If you are planning to study abroad in France, this is not the place to start. La Madeleine is a French bakery, but only in the American sense. This is Americanized French food, and who doesn’t like a little taste of Uncle Sam?

After entering and walking up the stairs you are confronted with trays stacked with plates of dishes offered. The restaurant is cafeteria-style, which bring back some bad sloppy joe memories, but this isn’t lunch lady land, so forget about the tater tots and cartons of milk.

Some of the food is as French as french fries, but you can still chow down here. The dinner and lunch menus are primarily composed of soup and sandwiches. The lunch menu is varied, but you could find most of the choices at Corner Bakery. The French dip sandwich is warm roast beef with provolone cheese served on a baguette and comes with horseradish sauce and au jus, a broth, for dipping. The au jus soaks the baguette, making it soft and less crusty, and complements the flavor of the roast beef.
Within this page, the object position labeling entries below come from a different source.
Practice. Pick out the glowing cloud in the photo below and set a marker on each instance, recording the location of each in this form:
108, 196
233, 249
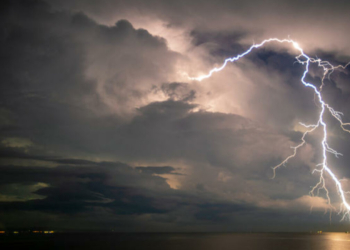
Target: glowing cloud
323, 167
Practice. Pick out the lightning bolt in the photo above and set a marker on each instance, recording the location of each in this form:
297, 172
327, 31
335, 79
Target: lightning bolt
323, 167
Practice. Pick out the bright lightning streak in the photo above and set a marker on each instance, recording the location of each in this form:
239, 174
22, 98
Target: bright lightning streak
328, 69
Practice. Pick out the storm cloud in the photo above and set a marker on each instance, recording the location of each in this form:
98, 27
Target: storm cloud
101, 129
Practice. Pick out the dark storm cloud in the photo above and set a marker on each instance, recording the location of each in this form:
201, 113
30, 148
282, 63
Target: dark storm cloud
84, 91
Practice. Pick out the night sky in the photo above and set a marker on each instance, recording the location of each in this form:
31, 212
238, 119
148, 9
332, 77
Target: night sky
101, 129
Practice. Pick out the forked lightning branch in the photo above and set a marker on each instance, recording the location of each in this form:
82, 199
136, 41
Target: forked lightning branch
322, 168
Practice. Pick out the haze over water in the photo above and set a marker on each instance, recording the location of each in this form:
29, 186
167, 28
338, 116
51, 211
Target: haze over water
183, 241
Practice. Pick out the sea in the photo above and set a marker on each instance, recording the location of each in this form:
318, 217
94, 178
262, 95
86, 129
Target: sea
179, 241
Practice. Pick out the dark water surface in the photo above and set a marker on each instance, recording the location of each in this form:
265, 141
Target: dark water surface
186, 241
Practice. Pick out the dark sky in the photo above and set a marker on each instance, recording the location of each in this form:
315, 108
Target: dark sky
102, 130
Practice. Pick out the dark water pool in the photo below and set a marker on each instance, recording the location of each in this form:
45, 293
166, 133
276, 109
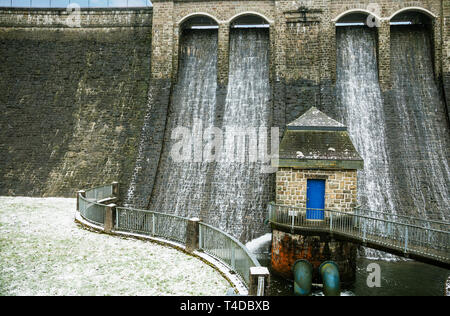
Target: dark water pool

The best lunch deal is the Duet Magnifique. You get half a sandwich, plus soup or a small side salad. The spinach salad is easily the leader of the pack. With fresh spinach, mushrooms, roasted pecans, red peppers and, surprise – strawberries – this salad is sensational. And sensationally mismatched. Try it two ways – first with no strawberries, so the mushrooms and peppers aren’t so out of place, and then without the vegetables, so the sweet strawberries can be the focus.

Dinner involves a full menu of entrees that all feature rotisserie chicken. But even with rosemary sprigs or mushroom sauce, these entres tend to be flat. The chicken breast cannot be saved by sides of rice provenal or broccoli. Instead, try the French onion soup, which sadly does not come with fully melted provolone, or the Quiche Lorraine, which is an egg casserole with bacon, ham and Swiss cheese. However, the quiche isn’t always served warm as it should be.

For dessert there are only two options you should consider – the Strawberries Romanoff and the crepes. The Strawberries Romanoff is a sweet dish, but most of the sweetness comes from the strawberries and not the brandy cream sauce covering them. It is almost impossible to resist the deep red strawberries drizzled in the white sauce, served together in a wine glass. The other delicious option is three warm crepes covered with Strawberries Romanoff or drizzled with chocolate and bananas. Even three plain crepes with a dusting of powdered sugar would be a perfect treat; they’re that good.

If you take full advantage of a meal with a sandwich, a side, a beverage and dessert you can easily rack up a bill totaling about $20. This may seem a bit ridiculous because La Madeleine is a cafeteria. However, one of the best things offered by the restaurant is free – loaves of sliced bread that are great with fresh butter and orange or strawberry jam.

Although you won’t leave La Madeleine with a French accent or a new French beau, you will leave with a full belly. But stock up on the jam and get some crepes, and you just may just leave saying, “Oui, oui.